Waitress: Could I have your autograph? I'm an actress, too. You're my favorite director, after Joe Gideon. I'm so sorry your show was a flop.
Lucas Sergeant: [sarcastically as he signs a napkin] Best of luck with your career.
Joshua Penn: [watching umpteenth rough cut of Gideon's stand-up film] It *is* better. Oh, God, it *is* better.
Joe Gideon: [who has ignored everything Josh said, and is now leaving] Nice talkin' to ya, Josh.
Victoria: Well, you're right. I'm terrible. I know I'm terrible. I look at the mirror and I'm ashamed. Maybe I should quit. I just can't seem to do anything right.
Joe Gideon: Listen. I can't make you a great dancer. I don't even know if I can make you a good dancer. But, if you keep trying and don't quit, I know I can make you a better dancer. I'd like very much to do that.
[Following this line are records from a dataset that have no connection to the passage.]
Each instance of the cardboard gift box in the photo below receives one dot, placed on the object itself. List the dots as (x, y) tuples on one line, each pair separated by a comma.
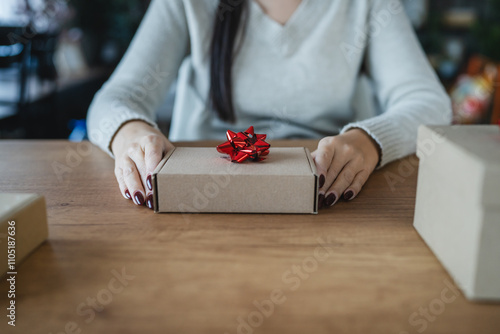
[(195, 180), (23, 227), (457, 209)]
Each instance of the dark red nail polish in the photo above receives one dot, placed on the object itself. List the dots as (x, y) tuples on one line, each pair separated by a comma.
[(149, 202), (321, 201), (139, 199), (348, 195), (322, 180), (330, 199)]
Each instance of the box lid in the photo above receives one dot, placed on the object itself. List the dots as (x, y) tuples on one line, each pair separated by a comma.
[(282, 161), (468, 155), (191, 173)]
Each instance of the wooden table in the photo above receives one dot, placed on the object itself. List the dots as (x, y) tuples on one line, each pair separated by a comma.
[(358, 267)]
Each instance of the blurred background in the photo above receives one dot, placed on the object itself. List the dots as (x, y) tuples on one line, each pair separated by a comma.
[(56, 54)]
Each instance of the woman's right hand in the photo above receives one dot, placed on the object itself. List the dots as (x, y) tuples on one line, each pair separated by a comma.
[(138, 149)]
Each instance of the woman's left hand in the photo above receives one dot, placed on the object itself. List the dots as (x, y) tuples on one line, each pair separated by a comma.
[(344, 164)]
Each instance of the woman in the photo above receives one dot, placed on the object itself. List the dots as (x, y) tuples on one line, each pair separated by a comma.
[(287, 67)]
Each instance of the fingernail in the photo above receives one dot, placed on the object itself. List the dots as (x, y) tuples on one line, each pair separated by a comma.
[(321, 200), (139, 199), (330, 199), (348, 195), (321, 180), (149, 202)]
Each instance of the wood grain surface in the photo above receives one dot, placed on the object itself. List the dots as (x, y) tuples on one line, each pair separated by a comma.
[(112, 267)]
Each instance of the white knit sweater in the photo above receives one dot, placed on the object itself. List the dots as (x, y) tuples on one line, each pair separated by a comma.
[(291, 81)]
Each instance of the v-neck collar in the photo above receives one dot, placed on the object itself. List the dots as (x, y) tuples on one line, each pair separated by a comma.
[(295, 14), (285, 39)]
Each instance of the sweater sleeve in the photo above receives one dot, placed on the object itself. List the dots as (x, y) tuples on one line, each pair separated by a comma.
[(139, 84), (406, 86)]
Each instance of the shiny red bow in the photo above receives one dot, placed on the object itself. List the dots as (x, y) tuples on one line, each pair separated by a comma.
[(245, 145)]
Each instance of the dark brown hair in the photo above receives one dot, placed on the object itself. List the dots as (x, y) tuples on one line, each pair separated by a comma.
[(230, 20)]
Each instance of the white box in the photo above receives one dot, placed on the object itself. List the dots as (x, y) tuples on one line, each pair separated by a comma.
[(457, 209)]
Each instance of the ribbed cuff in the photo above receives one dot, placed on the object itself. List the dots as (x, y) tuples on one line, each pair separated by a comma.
[(104, 132), (385, 133)]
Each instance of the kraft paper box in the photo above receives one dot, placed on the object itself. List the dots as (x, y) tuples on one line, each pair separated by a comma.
[(23, 227), (458, 204), (195, 180)]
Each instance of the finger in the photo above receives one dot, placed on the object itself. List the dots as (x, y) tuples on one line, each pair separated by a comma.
[(121, 182), (138, 156), (341, 183), (154, 150), (133, 180), (355, 188), (323, 158)]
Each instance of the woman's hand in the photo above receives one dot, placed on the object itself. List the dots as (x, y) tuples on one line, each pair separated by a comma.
[(138, 148), (344, 163)]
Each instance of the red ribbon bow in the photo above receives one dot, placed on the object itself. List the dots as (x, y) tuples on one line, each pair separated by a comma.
[(245, 145)]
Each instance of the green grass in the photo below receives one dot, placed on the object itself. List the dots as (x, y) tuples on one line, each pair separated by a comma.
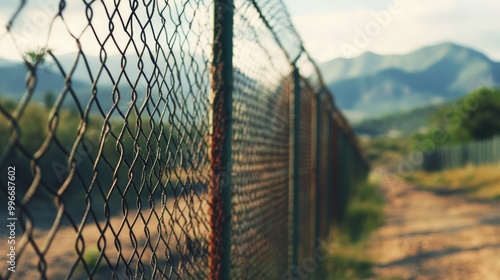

Stay?
Victoria: Are you going to keep yelling at me?
Joe Gideon: Probably.
Joe Gideon: The pain is gone. I'm okay. Nothing wrong with me, a rewrite of the show wouldn't cure. A couple of good jokes is what I need.
Joe Gideon: [in the editing theater; to the group around him] Anybody got any ideas?
Stacy: Oh, Joe, I really like it, I think it's really funny.
Joe Gideon: Who asked *you*, Stacy?
Joe Gideon: Stop smiling! Lay back. Lay back. Hold it, hold it, hold it. Candy, Casey very good. You're gonna do it again Victoria. Gary, Danny, let's go. Stop smiling, its not the high school play. Count! Hold it. Stand on your right foot. Point your left toe. Drop that shoulder. Now, that's not too hard is it? Again!